Clone and expression of human cytomegalovirus UL144 gene and its effects on dendritic cells
10.3724/SP.J.1008.2009.00874
- Author:
Huai-Zhou WANG
1
Author Information
1. Department of Clinical Diagnosis
- Publication Type:Journal Article
- Keywords:
Dendritic cell;
Herpes virus entry mediator;
Human cytomegalovirus;
Immune tolerance;
UL144 gene
- From:
Academic Journal of Second Military Medical University
2010;30(8):874-878
- CountryChina
- Language:Chinese
-
Abstract:
Objective: To construct a recombinant adenovirus vector carrying human cytomegalovirus (hCMV) UL144 gene and to explore the biological characteristics of UL144 gene-modified DCs. Methods: The UL144 gene was amplified from hCMV DNA, which was extracted from hCMV-DNA positive serum.

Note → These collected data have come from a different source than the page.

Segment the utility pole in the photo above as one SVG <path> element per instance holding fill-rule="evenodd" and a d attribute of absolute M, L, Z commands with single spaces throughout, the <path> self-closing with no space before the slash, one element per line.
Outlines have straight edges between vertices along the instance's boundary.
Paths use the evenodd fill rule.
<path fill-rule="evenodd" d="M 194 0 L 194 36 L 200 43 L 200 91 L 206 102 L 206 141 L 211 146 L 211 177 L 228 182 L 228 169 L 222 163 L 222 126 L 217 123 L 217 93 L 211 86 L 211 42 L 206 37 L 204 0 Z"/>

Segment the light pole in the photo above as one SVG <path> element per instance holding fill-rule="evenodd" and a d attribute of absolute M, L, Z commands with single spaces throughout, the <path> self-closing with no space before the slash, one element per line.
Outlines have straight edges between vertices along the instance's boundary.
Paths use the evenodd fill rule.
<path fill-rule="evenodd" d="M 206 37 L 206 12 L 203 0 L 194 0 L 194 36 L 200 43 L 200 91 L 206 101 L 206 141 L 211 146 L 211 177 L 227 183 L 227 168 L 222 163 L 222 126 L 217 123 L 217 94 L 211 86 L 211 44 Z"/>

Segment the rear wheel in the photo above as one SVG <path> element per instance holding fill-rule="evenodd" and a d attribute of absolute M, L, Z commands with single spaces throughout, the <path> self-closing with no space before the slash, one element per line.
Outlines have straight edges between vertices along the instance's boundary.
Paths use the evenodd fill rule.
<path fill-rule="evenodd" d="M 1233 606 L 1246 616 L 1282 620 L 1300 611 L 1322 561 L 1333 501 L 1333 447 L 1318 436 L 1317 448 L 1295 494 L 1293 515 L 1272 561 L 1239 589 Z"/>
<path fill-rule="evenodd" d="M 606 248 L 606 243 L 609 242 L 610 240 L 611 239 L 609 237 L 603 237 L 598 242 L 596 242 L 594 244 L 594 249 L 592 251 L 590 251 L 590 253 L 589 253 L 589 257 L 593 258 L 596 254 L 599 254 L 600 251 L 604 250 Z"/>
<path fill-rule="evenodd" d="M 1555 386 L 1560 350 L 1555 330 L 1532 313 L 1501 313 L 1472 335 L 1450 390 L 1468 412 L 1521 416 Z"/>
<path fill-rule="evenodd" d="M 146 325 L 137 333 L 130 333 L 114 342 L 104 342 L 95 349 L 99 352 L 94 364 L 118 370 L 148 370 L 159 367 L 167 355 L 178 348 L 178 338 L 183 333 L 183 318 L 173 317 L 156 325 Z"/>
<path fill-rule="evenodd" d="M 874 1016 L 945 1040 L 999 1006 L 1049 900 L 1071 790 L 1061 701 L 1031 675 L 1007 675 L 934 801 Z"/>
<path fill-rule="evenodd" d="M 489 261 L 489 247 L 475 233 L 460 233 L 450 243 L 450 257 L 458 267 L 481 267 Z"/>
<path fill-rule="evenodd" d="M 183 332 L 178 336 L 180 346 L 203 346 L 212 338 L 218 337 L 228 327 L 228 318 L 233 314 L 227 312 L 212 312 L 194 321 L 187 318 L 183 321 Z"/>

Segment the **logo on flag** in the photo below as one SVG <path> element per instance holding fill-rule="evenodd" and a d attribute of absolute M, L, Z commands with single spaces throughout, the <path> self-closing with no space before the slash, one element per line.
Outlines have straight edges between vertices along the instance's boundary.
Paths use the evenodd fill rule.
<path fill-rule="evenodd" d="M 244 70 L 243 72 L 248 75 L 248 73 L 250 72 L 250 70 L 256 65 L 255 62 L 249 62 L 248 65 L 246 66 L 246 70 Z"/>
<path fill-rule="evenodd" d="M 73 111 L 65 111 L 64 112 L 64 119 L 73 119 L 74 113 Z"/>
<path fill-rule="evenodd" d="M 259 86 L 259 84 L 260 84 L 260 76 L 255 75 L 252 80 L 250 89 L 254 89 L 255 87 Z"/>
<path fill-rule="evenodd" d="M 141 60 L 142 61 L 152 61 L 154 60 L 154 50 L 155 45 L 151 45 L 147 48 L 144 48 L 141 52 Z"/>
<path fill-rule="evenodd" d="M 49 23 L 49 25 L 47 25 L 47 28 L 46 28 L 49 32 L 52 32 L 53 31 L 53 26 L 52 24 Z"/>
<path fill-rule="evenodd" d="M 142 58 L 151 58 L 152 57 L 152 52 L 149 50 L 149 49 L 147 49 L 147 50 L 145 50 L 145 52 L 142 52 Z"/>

The recombinant adenovirus vector carrying hCMV UL144 gene was constructed with AdEasy system and then transfected into HEK293 cells to create recombinant adenovirus Ad-UL144. The expression of inserted gene was identified by RT-PCR. The recombinant adenovirus was then transfected into mice myeloid dendritic cells. The surface proteins of dendritic cells were analyzed by FACS, and cytokines in supernatant were detected by ELISA. T cell proliferation stimulated by gene-modified DC was examined by 3H-TdR uptake assay. Results: The UL144 gene was successfully cloned into the pAdEasy-1 plasmid. The recombinant adenovirus Ad-UL144 was packed in HEK293 cells, with a viral titer of 3×10 10 pfu/ml. DCs infected with AdCMV-UL144 had markedly decreased surface expression of CD80, CD86 and I-Ad (P < 0.01). The contents of TNF-α, IL-6 and IL-1β were significantly decreased in the supernatant of AdCMV-UL144 modified DCs (P < 0.05). T cell proliferation ability induced by gene-modified DC was obviously lower than in the DC control group (P < 0.01). Conclusion: UL144-modified DCs can maintain a relative immature status, and have reduced stimulating activity upon the proliferation and activation of T cells in vitro.